أُصَلِّيْ سُنَّةَ التَسْبِيْحِ رَكْعَتَيْنِ لِلهِ تَعَالَى

Ushalli sunnat tasbīhi rak‘ataini lillāhi ta‘ālā.

Artinya, “Aku menyengaja sembahyang sunnah tasbih dua rakaat karena Allah SWT,”

Sementara berikut ini adalah lafal niat shalat tasbih dengan sekali salam.

أُصَلِّيْ سُنَّةَ التَسْبِيْحِ أَرْبَعَ رَكَعَاتٍ لِلهِ تَعَالَى

Ushalli sunnat tasbīhi arba‘a rak‘ātin lillāhi ta‘ālā.

Artinya, “Aku menyengaja sembahyang sunnah tahajud empat rakaat karena Allah SWT.”
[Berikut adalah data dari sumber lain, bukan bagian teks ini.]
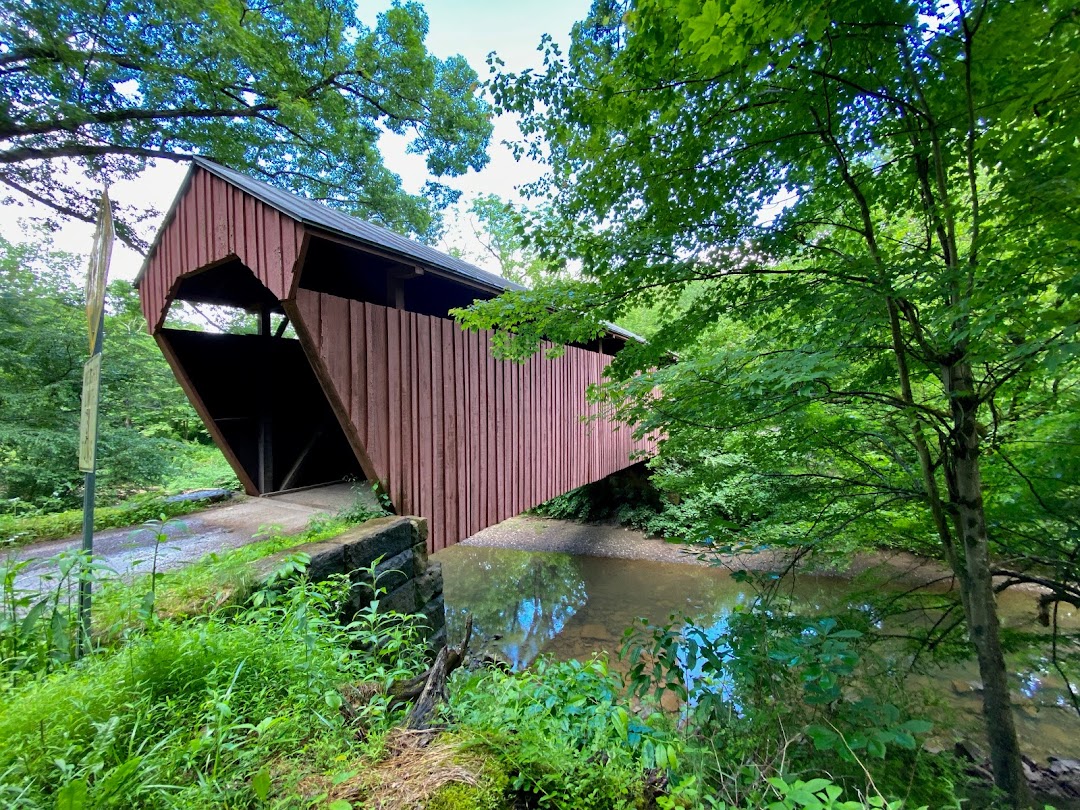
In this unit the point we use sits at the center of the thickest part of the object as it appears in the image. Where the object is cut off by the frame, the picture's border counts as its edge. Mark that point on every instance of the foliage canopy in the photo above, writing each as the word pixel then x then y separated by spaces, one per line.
pixel 856 225
pixel 296 93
Bacaan Tasbih Yang Dibaca Saat Sholat Tasbih

Sebenarnya shalat tasbih sama dengan cara melakukan shalat yang lain. Namun yang berbeda adalah bacaan tasbihnya. Bacaan tabsih yang dibaca ketika shalat sunnah tasbih adalah sebagai berikut ini :

سُبْحَانَ اللهِ وَالْحَمْدُ لِلَّهِ وَلاَ إِلَهَ إِلاَّ اللهُ وَاللهُ أَكْبَرُ

Bunyi dari bacaan tasbih tersebut adalah “subhanallah walhamdulillah wala ilaha illallohu allohu akbar”. yang artinya: “Maha Suci Allah dan segala puji bagi Allah tiada Tuhan selain Allah, Allah maha besar.”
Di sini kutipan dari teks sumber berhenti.